Los lectores de estos apuntes no son como los que de vez en cuando detienen la vista en las columnas que me publica el periódico. Por regla muy general, casi unánime, los que recalan a diario en este rincón de la Red saben de qué voy. A veces polemizamos algo, pero siempre partiendo de muchos sobreentendidos mutuos y sin la menor gana de ofendernos mutuamente. En cambio, algunos de los que me leen en El Mundo no sólo desconocen mi línea de pensamiento, sino que incluso me presuponen la opuesta, dando por hecho que alguien que publica en ese medio tiene que estar de acuerdo con su línea editorial. Es un equívoco que puedo entender. Lo que me fastidia es que, cuando me escriben atribuyéndome una ideología que no es la mía y les contesto llamándoles la atención sobre la conveniencia de leer bien lo que leen antes de criticarlo, no tengan el pundonor elemental de admitir su yerro.
La autocrítica es una práctica que considero sanísima –básicamente porque lo es–, pero que, según me toca comprobar con desagradable frecuencia, cuenta con muy pocos adeptos.

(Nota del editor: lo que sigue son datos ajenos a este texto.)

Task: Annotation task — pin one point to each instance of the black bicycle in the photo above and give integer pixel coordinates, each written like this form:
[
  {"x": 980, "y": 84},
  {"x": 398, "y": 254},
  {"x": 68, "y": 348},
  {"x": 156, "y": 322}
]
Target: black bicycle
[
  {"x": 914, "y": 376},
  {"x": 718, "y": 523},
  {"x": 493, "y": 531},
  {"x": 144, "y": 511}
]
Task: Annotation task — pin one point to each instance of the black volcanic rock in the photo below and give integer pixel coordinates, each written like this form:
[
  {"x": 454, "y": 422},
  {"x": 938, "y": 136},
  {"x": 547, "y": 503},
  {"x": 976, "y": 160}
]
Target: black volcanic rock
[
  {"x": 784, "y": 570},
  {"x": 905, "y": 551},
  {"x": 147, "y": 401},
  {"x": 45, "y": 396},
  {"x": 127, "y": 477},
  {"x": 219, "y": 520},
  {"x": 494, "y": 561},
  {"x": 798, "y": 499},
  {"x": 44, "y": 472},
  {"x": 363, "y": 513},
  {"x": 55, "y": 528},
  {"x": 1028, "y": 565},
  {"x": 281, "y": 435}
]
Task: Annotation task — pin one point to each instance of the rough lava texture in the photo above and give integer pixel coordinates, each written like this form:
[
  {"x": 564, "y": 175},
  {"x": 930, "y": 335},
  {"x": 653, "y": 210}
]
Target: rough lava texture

A veces la aversión por la autocrítica resulta escandalosa, e incluso ridícula. El País tiene un empleado, que se pretende defensor del lector, que todas las semanas perora sobre fallos de escasa monta cometidos por redactores de base o jefecillos de quinta fila, haciendo como si no viera los aparatosos atentados contra la deontología profesional que sus jefes practican cada dos por tres en las propias portadas del diario. La última, casi cómica: dedican la foto de primera página del domingo a mostrar que De Juana da paseos por el exterior del hospital en el que convalece –lo cual se supone que les resulta muy llamativo, porque en caso contrario no lo resaltarían como noticia principal de la portada– y al día siguiente se las dan de sorprendidos porque el PP denuncia esos paseos de De Juana, fingiendo que les llama la atención que la derecha se centre en una historia que ellos mismos han cocinado, sirviéndosela en bandeja a Rajoy, Acebes y Zaplana.
Sin salir de la misma empresa: a lo peor me equivoco, porque no oigo a diario El Larguero de la Cadena Ser, pero me da que su director, De la Morena, está por explicar por qué se empeñó en afirmar reiteradamente que Ronaldinho, el futbolista del Barça, padecía la llamada enfermedad del beso, poniendo de vuelta y media al club catalán por no admitirlo, cuando la participación del propio jugador en un partido inmediatamente posterior desmintió la presunta noticia. Si patinó, debería admitirlo, dando idéntica relevancia a la rectificación que la que dio al bulo.
Y ya que estamos en ello: anteayer, oyendo la noticia del nacimiento de la segunda hija de Letizia Ortiz, recordé que hace algunos meses yo también me hice eco, aunque con reservas, de otro bulo. Me contaron muy seriamente que la primera hija de esa pareja era sorda y que la Casa Real no quería admitirlo, y yo di pábulo al rumor y contribuí a difundirlo. Es cierto que insistí en que, si era sorda, pues qué. Pero lo conté, fiándome de una fuente que resultó fallida, y no debería haberlo hecho. Con lo cual ahora me toca admitirlo, y no hacerme el longuis.
Cuando me autocritico me enfurezco, pero conmigo mismo. Por incurrir en errores que, además, casi siempre son tontos.
Y creedme si os digo que jamás me enfado con el crítico, si está claro que tiene razón. Y si no la tiene o yo no veo que la tenga, pero noto que me critica para ayudarme, también se lo agradezco.
Y no por modestia, sino por espíritu práctico. Me interesa mejorar.